А ребята от нее бегут.
Любовь: она на 4 этаже, он снизу.
Он: Плюнь, ну плюнь сюда!
Она плюет.
Он ловит плевок в ладонь и съедает его.
Слепой спит, обняв кошку, всю ночь. Утром ласкает цыпленка, живущего под загнеткой; он пищит от одиночества без слепого.
Баба, которая такая по характеру, что сама себе делает аборты.
Пожалуй, отдельной исследовательской (а может быть, драматургической или кинематографической) работы заслуживают записи, в которых выражается дух и тональность времени. Это обрывки разговоров, слышанных Платоновым на улице, в трамвае, в пригородном поезде, в учреждениях; это «агитки» и лозунги; это фрагменты выступлений и отчетов на всевозможных собраниях, – словом, это язык, на котором бредила, вскрикивала и бормотала эпоха, рожавшая страну Советов. Хорошо ли понимал Платонов язык этой роженицы? Был ли он вовлечен в поток той странной речи, которой сопровождалось свирепое и воодушевленное строительство социализма, или он стоял над потоком, улавливая все его колебания? Записные книжки не дают ответа и на эти вопросы, хотя в них есть достаточно много записей, которые таят в себе возможность ответа, как, например, вот эта запись начала 30-х годов:
Лозунг:
«100 %-ное участие работников в торжествах!» —
в час с закуской пришли 12 1/2 %.
Тогда объявили «бедствие» – пришли 12 1/2 %.
Единый % «действующих».
Что это такое?
Да, что это такое? Что в этом вопросе Платонова – искреннее желание вникнуть в смысл или обморочное изумление перед торжествующей бессмысленностью слов и знаков?
Другая запись того же времени как будто бы приближает нас к разгадке. Здесь даже чувствуется взгляд Платонова, выражение его лица. Вот он записывает, всматриваясь, вероятно, в газетную статью:
«ГЛАВНОЕ теперь Организационно подойти к проблеме некоторого УЛУЧШЕНИЯ».
(Смысл весь в шрифте), – помечает в скобках.
Какой смысл? Смысл чего?
Ясный и мощный смысл вдруг обнаруживается сам собою там, где эпоха замолкает, где лозунги утрачивают свою силу, где говорит живущая вне времени, вне социального строя, обнаженная человеческая природа, – где человек обнажен даже буквально, телесно, как в нижеследующей записи Платонова:
Разговор в бане:
«Человек, как хуй – он сбрасывает нечистоты и производит будущее.

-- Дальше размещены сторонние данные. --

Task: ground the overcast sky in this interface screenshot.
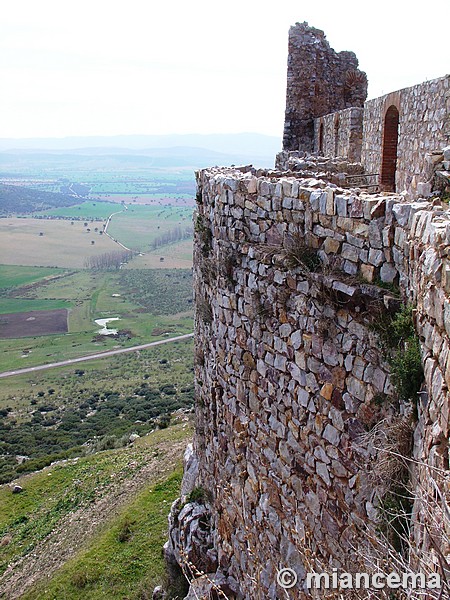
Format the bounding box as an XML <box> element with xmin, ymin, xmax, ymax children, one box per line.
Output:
<box><xmin>1</xmin><ymin>0</ymin><xmax>448</xmax><ymax>140</ymax></box>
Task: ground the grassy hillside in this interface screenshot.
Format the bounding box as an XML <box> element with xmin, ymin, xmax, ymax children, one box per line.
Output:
<box><xmin>0</xmin><ymin>422</ymin><xmax>192</xmax><ymax>599</ymax></box>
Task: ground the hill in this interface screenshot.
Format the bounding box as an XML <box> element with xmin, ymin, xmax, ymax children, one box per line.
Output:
<box><xmin>0</xmin><ymin>422</ymin><xmax>192</xmax><ymax>599</ymax></box>
<box><xmin>0</xmin><ymin>132</ymin><xmax>281</xmax><ymax>166</ymax></box>
<box><xmin>0</xmin><ymin>183</ymin><xmax>80</xmax><ymax>215</ymax></box>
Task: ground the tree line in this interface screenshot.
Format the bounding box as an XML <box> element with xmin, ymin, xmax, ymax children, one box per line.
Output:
<box><xmin>151</xmin><ymin>225</ymin><xmax>193</xmax><ymax>250</ymax></box>
<box><xmin>84</xmin><ymin>250</ymin><xmax>133</xmax><ymax>270</ymax></box>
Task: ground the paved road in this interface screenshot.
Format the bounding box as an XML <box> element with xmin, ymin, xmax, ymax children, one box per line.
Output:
<box><xmin>0</xmin><ymin>333</ymin><xmax>194</xmax><ymax>379</ymax></box>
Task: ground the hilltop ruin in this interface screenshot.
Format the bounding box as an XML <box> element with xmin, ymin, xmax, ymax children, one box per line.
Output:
<box><xmin>163</xmin><ymin>22</ymin><xmax>450</xmax><ymax>600</ymax></box>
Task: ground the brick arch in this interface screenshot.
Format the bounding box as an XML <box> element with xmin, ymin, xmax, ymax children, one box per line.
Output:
<box><xmin>381</xmin><ymin>105</ymin><xmax>400</xmax><ymax>192</ymax></box>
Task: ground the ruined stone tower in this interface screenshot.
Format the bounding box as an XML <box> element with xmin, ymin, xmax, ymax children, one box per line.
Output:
<box><xmin>282</xmin><ymin>22</ymin><xmax>367</xmax><ymax>153</ymax></box>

Хуй – самое яркое выражение жизни».
Любил ли Платонов людей и их жизнь? Любил ли он людей так же, как созданные ими машины? Любил ли он вот этого вечного, неистребимого Человека Живущего, которого изобразил в записной книжке 1939 года: «Академия, строгость, наука звания, а он живет кудрявый с гармоникой, поет, пьет, ебет – другой мир, ничего общего и как будто более счастливый». Презирал ли он это немудрствующее счастье? Удивлялся ли ему? Считал ли его высшим даром?